While you were in your high school math class, learning and studying — or so I would presume — I could be found in one of two places: either under the staircase with a female friend or playing Texas Hold’em poker with my Korean friends. Koreans do love their poker. I don’t play much anymore, but I do have a solid 8 years or so under my belt.
There is a lot to learn from poker and gambling. In a way, poker perfectly depicts the workings of the world and life itself. You get dealt a hand; it could be a great hand or it could be an awful one. Then, then comes the board — or the remaining cards that you get to work with.
You combine what you are given (your hand) with what situation manifests itself into your current circumstance (the flop, turn and river). Similarly in life, you are presented with a situation while wielding whatever skills you have managed to cultivate up to that point. You have a hand to work with and have to make the best out of whatever situation comes your way.
The first thing that you have to do when you are dealt your hand is to decide whether or not it is worth investing the initial investment (matching the blind or any raise). You have a goal — to win; that much you know. Now, you have your first opportunity to make that happen. However, you likewise have the same chance of losing it all.

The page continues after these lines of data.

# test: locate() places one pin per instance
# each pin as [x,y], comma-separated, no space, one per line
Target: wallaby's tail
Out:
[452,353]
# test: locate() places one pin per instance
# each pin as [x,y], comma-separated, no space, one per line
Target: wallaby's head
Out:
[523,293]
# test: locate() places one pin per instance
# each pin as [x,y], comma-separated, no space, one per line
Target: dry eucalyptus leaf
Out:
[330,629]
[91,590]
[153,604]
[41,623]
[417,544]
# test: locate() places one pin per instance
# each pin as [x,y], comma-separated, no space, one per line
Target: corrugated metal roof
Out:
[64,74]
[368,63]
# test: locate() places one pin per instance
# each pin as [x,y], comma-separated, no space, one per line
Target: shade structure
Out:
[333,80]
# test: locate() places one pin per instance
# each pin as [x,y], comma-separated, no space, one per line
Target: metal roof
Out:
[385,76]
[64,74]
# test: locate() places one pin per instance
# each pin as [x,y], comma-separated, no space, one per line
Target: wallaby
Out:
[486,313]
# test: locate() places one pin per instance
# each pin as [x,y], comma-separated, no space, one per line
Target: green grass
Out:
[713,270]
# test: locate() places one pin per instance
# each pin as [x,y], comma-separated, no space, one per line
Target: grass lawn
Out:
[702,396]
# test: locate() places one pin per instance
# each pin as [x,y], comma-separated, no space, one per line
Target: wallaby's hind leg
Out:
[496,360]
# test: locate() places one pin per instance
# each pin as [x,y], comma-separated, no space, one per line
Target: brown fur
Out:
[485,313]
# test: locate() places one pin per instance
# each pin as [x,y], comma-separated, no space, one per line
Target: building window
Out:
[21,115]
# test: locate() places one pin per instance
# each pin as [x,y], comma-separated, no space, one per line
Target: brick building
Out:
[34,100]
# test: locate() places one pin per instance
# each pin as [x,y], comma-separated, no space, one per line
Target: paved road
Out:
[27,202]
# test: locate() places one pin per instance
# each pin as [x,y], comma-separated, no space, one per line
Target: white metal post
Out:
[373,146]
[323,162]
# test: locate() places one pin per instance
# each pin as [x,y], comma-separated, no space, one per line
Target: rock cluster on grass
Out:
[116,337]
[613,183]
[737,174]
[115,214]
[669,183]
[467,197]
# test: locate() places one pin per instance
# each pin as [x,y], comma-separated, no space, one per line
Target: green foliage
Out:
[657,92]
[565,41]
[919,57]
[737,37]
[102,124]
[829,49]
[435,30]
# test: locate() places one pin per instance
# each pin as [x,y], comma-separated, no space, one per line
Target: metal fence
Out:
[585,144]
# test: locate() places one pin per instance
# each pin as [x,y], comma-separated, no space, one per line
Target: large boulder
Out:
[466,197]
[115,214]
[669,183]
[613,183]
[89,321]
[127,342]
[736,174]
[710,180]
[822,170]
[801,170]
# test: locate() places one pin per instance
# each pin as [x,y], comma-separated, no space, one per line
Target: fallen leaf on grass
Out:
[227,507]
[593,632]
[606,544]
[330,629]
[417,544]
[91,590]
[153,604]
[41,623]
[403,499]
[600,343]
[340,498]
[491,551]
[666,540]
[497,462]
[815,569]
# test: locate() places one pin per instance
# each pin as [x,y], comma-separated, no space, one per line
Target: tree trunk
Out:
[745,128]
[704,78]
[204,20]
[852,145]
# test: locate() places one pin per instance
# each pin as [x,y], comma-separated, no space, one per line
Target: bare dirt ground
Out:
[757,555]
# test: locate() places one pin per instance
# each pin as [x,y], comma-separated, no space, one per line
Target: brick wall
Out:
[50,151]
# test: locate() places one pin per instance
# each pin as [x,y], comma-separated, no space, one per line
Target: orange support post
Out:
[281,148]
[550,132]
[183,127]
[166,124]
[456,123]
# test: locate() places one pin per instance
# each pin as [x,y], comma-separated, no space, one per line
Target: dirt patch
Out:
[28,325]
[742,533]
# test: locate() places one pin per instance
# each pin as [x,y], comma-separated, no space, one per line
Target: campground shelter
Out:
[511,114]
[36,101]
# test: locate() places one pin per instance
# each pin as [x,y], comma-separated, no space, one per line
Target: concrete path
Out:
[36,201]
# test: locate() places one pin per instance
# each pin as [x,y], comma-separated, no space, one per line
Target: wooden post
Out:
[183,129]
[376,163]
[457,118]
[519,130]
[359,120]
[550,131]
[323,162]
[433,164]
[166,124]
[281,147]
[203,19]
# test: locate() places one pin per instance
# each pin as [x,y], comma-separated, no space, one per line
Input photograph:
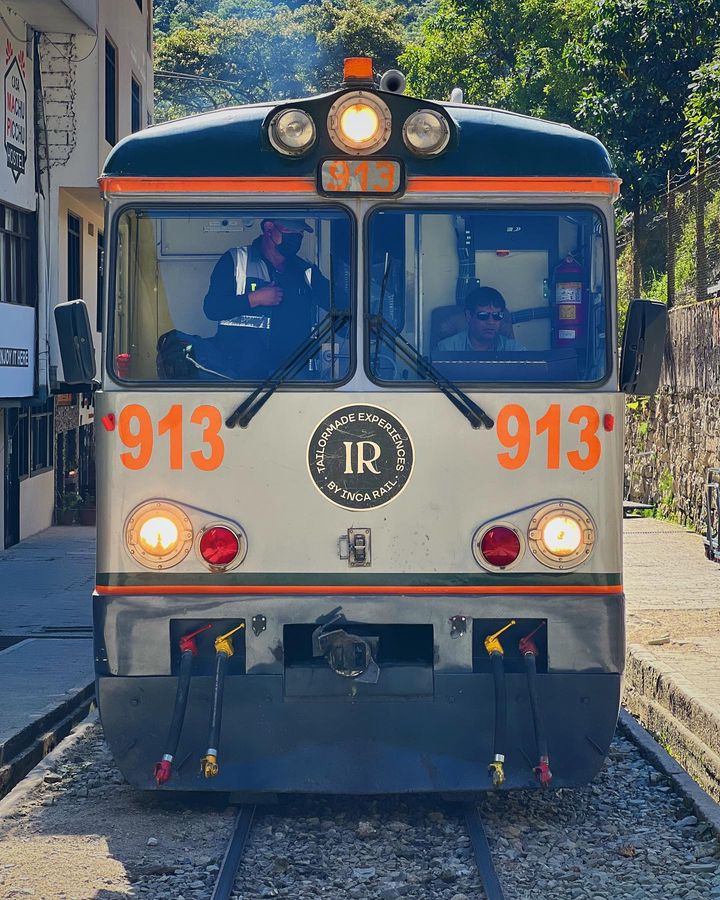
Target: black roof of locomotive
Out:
[232,143]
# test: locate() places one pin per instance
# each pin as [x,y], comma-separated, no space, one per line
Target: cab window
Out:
[231,295]
[493,295]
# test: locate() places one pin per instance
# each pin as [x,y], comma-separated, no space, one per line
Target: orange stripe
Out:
[138,590]
[607,186]
[208,185]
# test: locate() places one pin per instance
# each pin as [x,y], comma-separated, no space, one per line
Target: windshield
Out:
[230,294]
[494,295]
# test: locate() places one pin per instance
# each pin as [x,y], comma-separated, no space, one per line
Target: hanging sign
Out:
[17,171]
[17,350]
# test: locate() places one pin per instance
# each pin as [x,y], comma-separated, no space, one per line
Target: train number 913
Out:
[515,433]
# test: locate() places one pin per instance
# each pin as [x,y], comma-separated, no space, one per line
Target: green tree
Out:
[702,133]
[260,59]
[343,28]
[511,54]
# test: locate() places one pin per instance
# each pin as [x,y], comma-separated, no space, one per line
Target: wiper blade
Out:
[391,336]
[244,414]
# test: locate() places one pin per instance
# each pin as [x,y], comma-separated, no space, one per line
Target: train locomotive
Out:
[360,447]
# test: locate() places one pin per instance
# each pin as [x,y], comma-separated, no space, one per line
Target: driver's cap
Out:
[292,224]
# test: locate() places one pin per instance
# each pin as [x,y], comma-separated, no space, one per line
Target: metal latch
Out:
[355,547]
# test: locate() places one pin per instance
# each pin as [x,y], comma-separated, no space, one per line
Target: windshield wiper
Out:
[391,336]
[244,414]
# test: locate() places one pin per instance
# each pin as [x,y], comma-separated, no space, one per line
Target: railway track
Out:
[224,888]
[627,836]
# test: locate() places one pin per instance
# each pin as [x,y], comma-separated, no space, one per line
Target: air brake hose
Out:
[496,653]
[529,650]
[223,652]
[188,650]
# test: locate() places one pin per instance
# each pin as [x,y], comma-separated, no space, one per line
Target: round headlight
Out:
[359,123]
[561,535]
[426,133]
[292,132]
[158,534]
[498,546]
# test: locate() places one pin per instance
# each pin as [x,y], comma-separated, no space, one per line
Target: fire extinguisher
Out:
[570,301]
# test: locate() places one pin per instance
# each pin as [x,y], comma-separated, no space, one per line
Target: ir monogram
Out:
[360,457]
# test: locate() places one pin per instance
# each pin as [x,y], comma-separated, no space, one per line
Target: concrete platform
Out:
[673,664]
[46,652]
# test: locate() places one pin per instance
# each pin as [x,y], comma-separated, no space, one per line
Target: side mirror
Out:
[76,343]
[643,347]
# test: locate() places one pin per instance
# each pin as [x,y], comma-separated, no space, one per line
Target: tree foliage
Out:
[276,54]
[638,60]
[702,112]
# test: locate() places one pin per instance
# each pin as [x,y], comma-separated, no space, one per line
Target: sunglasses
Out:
[483,317]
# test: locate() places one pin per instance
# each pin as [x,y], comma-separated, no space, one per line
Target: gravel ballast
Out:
[82,833]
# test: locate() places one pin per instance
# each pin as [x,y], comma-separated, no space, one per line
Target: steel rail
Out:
[233,854]
[483,856]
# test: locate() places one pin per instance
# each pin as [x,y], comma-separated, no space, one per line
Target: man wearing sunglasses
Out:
[485,313]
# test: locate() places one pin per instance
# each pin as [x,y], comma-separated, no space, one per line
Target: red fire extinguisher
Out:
[569,305]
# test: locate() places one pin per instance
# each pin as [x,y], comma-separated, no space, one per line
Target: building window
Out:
[100,279]
[135,105]
[74,257]
[41,437]
[110,91]
[17,284]
[22,436]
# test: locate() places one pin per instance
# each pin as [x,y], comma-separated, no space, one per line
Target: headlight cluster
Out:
[359,123]
[560,535]
[159,535]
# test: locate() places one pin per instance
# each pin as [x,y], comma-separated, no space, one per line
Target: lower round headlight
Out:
[158,534]
[222,546]
[561,535]
[292,132]
[426,132]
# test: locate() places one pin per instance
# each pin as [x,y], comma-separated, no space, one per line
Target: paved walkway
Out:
[46,655]
[673,666]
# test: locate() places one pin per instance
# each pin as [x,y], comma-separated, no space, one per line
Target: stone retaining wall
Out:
[673,438]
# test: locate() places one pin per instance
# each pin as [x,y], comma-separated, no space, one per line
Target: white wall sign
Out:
[17,170]
[17,350]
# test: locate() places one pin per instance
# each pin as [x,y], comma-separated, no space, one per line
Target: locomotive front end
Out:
[360,451]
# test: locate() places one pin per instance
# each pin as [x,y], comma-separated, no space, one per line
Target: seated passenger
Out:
[263,298]
[485,311]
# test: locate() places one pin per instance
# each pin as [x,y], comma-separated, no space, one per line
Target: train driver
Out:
[263,298]
[485,314]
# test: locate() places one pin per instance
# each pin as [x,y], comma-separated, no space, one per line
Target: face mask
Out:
[290,244]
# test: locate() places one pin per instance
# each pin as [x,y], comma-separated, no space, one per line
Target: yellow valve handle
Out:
[497,772]
[209,766]
[492,644]
[223,644]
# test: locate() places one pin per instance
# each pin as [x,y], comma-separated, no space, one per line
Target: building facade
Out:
[77,78]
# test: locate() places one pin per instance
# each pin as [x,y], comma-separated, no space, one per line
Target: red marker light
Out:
[357,68]
[219,546]
[500,546]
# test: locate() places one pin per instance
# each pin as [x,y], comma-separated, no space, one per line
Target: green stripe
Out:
[309,579]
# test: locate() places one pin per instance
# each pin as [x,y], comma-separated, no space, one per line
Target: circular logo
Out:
[360,457]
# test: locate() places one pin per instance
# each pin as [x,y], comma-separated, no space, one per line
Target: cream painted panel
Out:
[264,483]
[519,277]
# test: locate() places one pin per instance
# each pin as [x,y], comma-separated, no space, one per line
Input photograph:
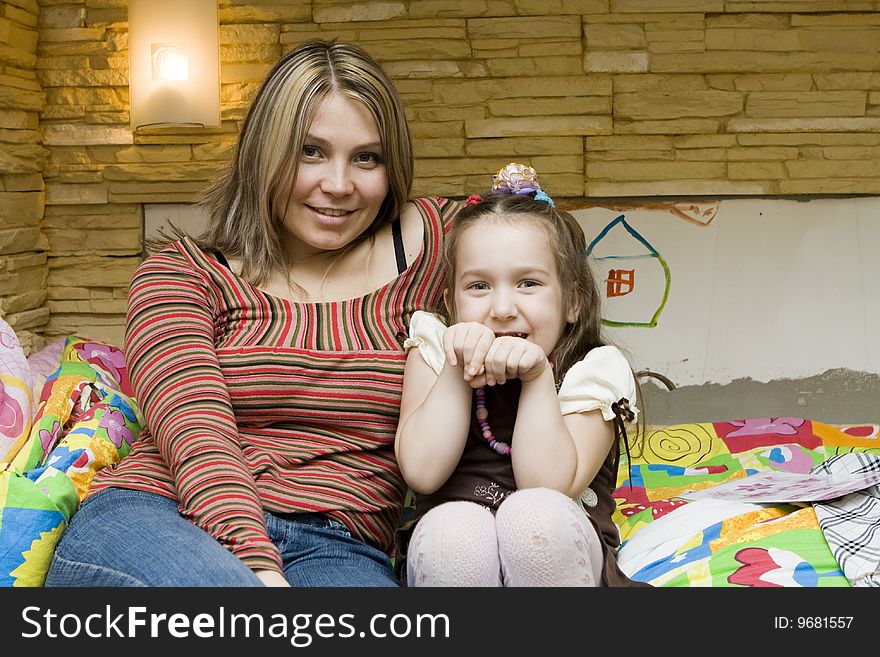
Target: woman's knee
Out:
[126,538]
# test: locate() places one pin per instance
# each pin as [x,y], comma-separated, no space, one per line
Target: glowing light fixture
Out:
[174,64]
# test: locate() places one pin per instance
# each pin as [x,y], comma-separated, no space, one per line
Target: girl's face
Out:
[341,181]
[507,280]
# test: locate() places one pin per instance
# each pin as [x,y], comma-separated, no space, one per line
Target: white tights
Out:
[538,537]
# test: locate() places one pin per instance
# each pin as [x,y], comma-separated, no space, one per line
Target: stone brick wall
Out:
[607,98]
[23,244]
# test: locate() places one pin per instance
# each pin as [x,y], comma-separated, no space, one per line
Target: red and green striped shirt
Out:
[255,403]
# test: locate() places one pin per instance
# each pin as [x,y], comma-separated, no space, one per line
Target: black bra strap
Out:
[221,259]
[399,252]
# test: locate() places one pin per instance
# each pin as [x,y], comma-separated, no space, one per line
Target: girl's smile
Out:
[508,282]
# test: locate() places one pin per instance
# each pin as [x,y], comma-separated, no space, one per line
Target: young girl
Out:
[511,416]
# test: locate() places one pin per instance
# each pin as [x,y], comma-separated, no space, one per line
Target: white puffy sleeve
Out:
[426,333]
[602,378]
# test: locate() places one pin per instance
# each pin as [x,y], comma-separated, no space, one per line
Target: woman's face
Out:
[341,182]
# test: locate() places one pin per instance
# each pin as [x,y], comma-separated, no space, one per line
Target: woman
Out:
[267,357]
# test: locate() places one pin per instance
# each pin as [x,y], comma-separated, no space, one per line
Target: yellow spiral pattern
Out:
[684,445]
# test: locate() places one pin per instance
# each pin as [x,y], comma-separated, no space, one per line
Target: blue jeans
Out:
[123,537]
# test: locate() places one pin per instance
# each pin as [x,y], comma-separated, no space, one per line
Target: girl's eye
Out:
[367,158]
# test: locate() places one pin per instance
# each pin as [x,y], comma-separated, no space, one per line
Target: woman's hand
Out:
[271,578]
[513,358]
[466,345]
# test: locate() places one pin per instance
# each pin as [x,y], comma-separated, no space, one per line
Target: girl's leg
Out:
[454,544]
[318,551]
[546,539]
[129,538]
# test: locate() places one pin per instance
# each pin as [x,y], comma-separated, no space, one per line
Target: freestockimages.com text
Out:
[300,629]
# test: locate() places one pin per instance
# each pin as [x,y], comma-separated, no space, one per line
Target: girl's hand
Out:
[466,345]
[514,358]
[272,578]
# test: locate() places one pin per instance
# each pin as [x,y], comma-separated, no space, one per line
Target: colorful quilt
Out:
[84,420]
[671,541]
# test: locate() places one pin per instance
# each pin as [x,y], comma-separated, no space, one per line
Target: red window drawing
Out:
[620,282]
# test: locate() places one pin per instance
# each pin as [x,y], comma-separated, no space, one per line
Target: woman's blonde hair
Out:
[245,207]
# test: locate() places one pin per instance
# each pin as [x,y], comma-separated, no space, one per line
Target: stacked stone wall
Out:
[607,98]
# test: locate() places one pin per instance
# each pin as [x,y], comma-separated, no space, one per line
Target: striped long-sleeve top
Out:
[255,403]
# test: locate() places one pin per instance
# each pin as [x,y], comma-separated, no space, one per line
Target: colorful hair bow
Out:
[519,180]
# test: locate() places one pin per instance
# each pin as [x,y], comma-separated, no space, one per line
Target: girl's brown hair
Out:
[579,289]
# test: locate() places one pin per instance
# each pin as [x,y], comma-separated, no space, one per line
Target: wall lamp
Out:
[174,63]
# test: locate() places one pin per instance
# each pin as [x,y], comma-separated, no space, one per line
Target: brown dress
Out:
[485,477]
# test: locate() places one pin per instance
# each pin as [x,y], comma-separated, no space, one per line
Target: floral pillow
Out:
[16,394]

You must decide how much you want to invest while keeping in mind that other players may raise the stakes. Let’s say that you are competing for a promotion. How far are you willing to go to get that promotion? Will you be willing to invest it all? Or half? More importantly, are you willing to match the time, effort and hard work that your competition will put in? If yes, then you call or you raise in hopes of scaring away your enemies.
Round one is complete and you put in your initial investment. In cards it is chips or money. In life it is time, money, other experiences, other ventures and an endless list of things that you may be trading in, in order to reach your goal. Are you willing to devote all your time to your work and risk losing some of your friends?
This is the beauty of Texas Hold’em — you don’t just have one round of betting, you have three. In life you will not be deciding whether or not you are in or out only once; you are likely to be going over the decision in your head alongside new developments. This is where the turn and the river come into play. You get two more chances to reassess your position and figure out whether or not your hand still stands a chance of winning and whether or not you want to continue fighting for the gold.
The interesting thing about poker and life is that the best hand does not always win. There is always a chance of losing, and being dealt a great hand only means that you have better chances — you never have a guarantee. Unfortunately, being dealt pocket aces is useless against a guy that hits four jacks. You must play each hand according to what life throws your way.
You may feel that you have a shitty hand, but hit a monster on the flop. Likewise, you may be somewhat skeptical to date Steve, wondering if you two are compatible, but after four months come to realize that you are falling in love. In fact, the biggest wins are usually those won by the underdog getting lucky.
Luck plays a huge part in life. You can prepare yourself to the best of your abilities but find yourself in a situation that is beyond your capabilities. A lot of things are out of our control and all that we as people can do is our best to survive and come out profitable in the end. Everyone gets lucky from time to time so we must not throw away an iffy opportunity if the risk is something that we can afford.
It really is about playing the hand you are dealt and understanding the situation that you are getting yourself into. If you believe yourself to be beat, then it’s best to fold and live to fight another day. Always make the best out of every situation and understand that no matter how bad the hand you are dealt, there is always a circumstance where you can turn that hand into a bar of gold.